Майор отбросил щепку и достал из кармана пачку сигарет. Но тут Саша, которая тоже рыскала взглядом по полу, вдруг наклонилась и подняла жестяную крышку от кофе.
– Надо же! – сказала она растерянно. – Выходит, у него не было ножа!
Она коснулась края жестянки пальцем и ойкнула.
– Острая!
– Полоснул бы тебе по горлышку этой жестянкой, и валялась бы тут, пока кто-нибудь не наткнулся! – сурово сказал Никита. – Чего потащилась за ним? Сказал же, не суйся! Тоже мне героиня!
Сказано это было таким тоном, что Саша сразу понурилась и замолчала. Сейчас, когда адреналин пришел в норму, ей вовсе не хотелось казаться суперженщиной перед двумя мужиками, которые взирали на нее, похоже, с тем же брезгливым видом, что и на вонючие пожитки бомжей.

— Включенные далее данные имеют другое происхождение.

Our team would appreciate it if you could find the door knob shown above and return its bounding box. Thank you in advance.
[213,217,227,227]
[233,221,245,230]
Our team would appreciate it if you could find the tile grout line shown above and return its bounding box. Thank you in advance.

Она осторожно покосилась на Никиту, затем на майора, но, к счастью, оба даже не смотрели в ее сторону.
– Смылся! – сердито сказал Миронов. – В окно вылез с другой стороны подъезда. Ищи-свищи теперь. Оно, конечно, не проблема, разыскать можно, если надо. Но особого смысла нет.
– А книга? – Саша сжала кулаки и подступила к майору. – В ней тоже смысла нет? Но она наша, фамильная. И ценная, кстати.
Миронов хмуро на нее глянул, дернул плечом и посмотрел на Никиту с явным осуждением, но переспрашивать, что за книга, не стал. Видно, Шмелев уже ввел полицейского в курс дела, иначе чем объяснить его присутствие? И все же было обидно, что ее не воспринимали серьезно. Вот если бы она скрутила и задержала старика, наверняка смотрели бы с уважением. Впрочем, с ее весом «пера» скрутить можно только кошку, да и та будет долго сопротивляться…
Никто из них не успел сказать ни слова. За стеной что-то треснуло, и с грохотом обвалилось. Барак покачнулся, но устоял. Кто-то громко вскрикнул, и следом раздался еще один удар – тупой, словно свалился мешок цемента. Шмелев и Миронов рванули к окну и быстро, один за другим, выскочили наружу. Саша поспешила за ними, раздумывая, броситься следом или остаться в подъезде. Тут она вспомнила о порванной юбке, ахнула и торопливо стянула края подола узлом. Передвигаться стало сложнее, но это лучше, чем сверкать голыми ногами перед мужиками! Но ведь сверкала же! В запале она не поняла, почему Миронов постоянно отводил взгляд, а Никита посматривал, но как-то странно, словно на больную…
Сравнение с больной ей не понравилось, поэтому она выглянула в окно, за которым кто-то визжал и мерзко ругался. Никита и Миронов тащили под руки Соколова. Ноги бомжа загребали траву и мелкий мусор. Все трое были в грязи, известковой пыли и в старых репьях.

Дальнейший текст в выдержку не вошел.